= Job Entry Subsystem 1 =

IBM mainframe software

Job Entry Subsystem (JES), aka Job Entry Subsystem 1 (JES1), was released by IBM as an integral part of OS/VS1 as an enhancement to the basic functions that users of VS1's predecessor, MFT, had.

== History ==
IBM proclaimed JES1 to be "the single most important addition" to the job scheduling provided by VS1. IBM Systems Journal defined JES1's services as Spooling and scheduling, adding "Its three major components are peripheral services, central services, and queue management."

JES1 was not popular, because HASP and ASP users often had made local modifications (edits), and wanted to retain their investment.

== Features ==
JES1 permits operators to submit batch jobs from local unit record equipment.

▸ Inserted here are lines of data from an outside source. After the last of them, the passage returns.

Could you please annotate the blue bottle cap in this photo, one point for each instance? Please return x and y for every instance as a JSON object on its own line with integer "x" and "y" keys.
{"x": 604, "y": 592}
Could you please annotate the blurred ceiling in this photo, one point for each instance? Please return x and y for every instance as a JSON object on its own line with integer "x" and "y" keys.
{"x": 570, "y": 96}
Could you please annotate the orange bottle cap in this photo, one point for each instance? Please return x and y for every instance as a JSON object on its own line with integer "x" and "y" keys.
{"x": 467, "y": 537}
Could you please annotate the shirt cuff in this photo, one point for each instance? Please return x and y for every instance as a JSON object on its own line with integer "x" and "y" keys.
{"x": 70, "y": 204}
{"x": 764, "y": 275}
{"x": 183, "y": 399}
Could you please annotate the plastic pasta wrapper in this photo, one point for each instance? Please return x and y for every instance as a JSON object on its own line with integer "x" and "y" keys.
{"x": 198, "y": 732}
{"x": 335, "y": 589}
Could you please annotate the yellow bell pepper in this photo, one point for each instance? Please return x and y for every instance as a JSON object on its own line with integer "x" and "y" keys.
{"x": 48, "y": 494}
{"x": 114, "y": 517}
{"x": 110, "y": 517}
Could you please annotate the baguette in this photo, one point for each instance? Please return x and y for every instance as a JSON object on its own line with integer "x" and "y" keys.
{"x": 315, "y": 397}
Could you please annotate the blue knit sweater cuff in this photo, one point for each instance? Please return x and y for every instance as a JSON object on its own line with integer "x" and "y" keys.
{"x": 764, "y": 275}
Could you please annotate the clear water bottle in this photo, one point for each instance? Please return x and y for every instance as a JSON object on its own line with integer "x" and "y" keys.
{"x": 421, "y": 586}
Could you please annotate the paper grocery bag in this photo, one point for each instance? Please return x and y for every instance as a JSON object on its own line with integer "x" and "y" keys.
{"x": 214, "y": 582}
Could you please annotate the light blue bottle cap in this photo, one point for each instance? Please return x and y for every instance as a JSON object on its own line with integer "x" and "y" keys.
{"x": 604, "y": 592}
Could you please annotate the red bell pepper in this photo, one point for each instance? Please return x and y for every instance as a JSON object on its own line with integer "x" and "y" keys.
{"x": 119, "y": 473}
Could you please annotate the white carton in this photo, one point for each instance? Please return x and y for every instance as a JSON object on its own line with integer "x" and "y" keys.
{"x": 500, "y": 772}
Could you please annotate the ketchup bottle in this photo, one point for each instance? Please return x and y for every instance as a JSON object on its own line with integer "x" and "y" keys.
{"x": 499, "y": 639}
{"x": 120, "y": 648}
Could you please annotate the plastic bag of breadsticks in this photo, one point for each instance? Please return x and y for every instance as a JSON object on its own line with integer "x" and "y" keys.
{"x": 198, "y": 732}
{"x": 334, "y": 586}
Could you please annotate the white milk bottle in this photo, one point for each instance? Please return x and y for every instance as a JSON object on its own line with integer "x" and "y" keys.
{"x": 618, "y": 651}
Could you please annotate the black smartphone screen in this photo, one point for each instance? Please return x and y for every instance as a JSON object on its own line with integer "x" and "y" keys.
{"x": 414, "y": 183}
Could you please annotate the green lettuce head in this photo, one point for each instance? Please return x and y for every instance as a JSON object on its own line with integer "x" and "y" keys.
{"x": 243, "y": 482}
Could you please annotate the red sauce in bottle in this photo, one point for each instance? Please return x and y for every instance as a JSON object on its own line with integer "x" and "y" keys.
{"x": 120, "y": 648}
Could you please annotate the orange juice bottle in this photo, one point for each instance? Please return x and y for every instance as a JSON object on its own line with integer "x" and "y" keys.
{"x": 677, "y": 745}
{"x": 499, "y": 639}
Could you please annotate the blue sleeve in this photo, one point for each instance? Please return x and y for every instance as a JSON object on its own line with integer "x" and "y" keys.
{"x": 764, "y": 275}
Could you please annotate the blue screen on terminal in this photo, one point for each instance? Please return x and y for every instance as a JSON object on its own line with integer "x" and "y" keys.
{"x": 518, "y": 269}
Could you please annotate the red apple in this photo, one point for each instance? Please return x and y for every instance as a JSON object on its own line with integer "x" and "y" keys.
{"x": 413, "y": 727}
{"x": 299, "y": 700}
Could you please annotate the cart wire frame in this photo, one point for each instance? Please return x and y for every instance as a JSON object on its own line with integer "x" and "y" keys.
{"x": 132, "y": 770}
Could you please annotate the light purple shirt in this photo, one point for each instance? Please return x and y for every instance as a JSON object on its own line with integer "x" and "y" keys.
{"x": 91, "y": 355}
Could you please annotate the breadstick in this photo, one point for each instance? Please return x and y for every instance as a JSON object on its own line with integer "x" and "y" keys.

In addition, Remote Entry Service (RES) permits remote operators to submit jobs from remote sites to JES. The printed and punched output of jobs running on OS/VS1, whether submitted locally or remotely, is handled by JES and may be routed to local devices, to the originating site or to another remote site. The Remote Entry Services (RES) of OS/VS1 is similar to Remote Job Entry (RJE) on OS/360 but the protocol for programmable workstations is that used by HASP II and Attached Support Processor (ASP) rather than that used by RJE.

=== New Features ===
- In MFT a reader or writer task tied up a partition; in JES1 a separate partition was required only while starting or stopping the task.
- In MFT each SPOOL file was a separate physical sequential (PS) dataset on public DASD; in JES1 SPOOL files are kept in a common SYS1.SYSPOOL dataset managed by JES1.
- In MFT a reader task could be delayed by interpreting tasks; in OS/VS1 the interpretation is done when the job is initiated.
- The JOB Card JCL was given a new option: TYPRUN=SCAN, whereby a job could be submitted for quick feedback, and - if no errors were detected - be submitted again (without TYPRUN=SCAN on the JOB Card.
- JES1 used a SubSystem Interface (SSI) similar to that in MVS.

=== Spooling ===
Job Entry Central Services (JECS) does its own I/O for files contained within SYS1.SYSPOOL and provides an Access Control Block (ACB) / Request Parameter List (RPL) (Note: VSAM and VTAM introduced te ACB as a replacement for the Data Control Block (DCB), and the RPL as a parameter for I/O macros using the ACB.) API to other services, e.g., Job Entry Peripheral Services (JEPS).

The term system input (SYSIN) refers to
- The JCL for a job
- Instream datasets in the job
- Procedures defined in the job.

A JEPS reader transcribes jobs to SPOOL using JECS but does not interpret them. It stores each instream dataset as a separate file.

The term system output (SYSOUT) refers to
- Print dataset written by the job
- Punch datasets written by the job
- Messsages written on behalf of the job, including an optional transcription of the JCL

A JEPS writer transcribes SYSOUT data set from SPOOL using JECS.

JES1 provides a Compatibility Interfaces that allows jobs to continue to use the old DCB interface; OPEN creates an ACB/RPL pair that the access method uses on behalf of the application.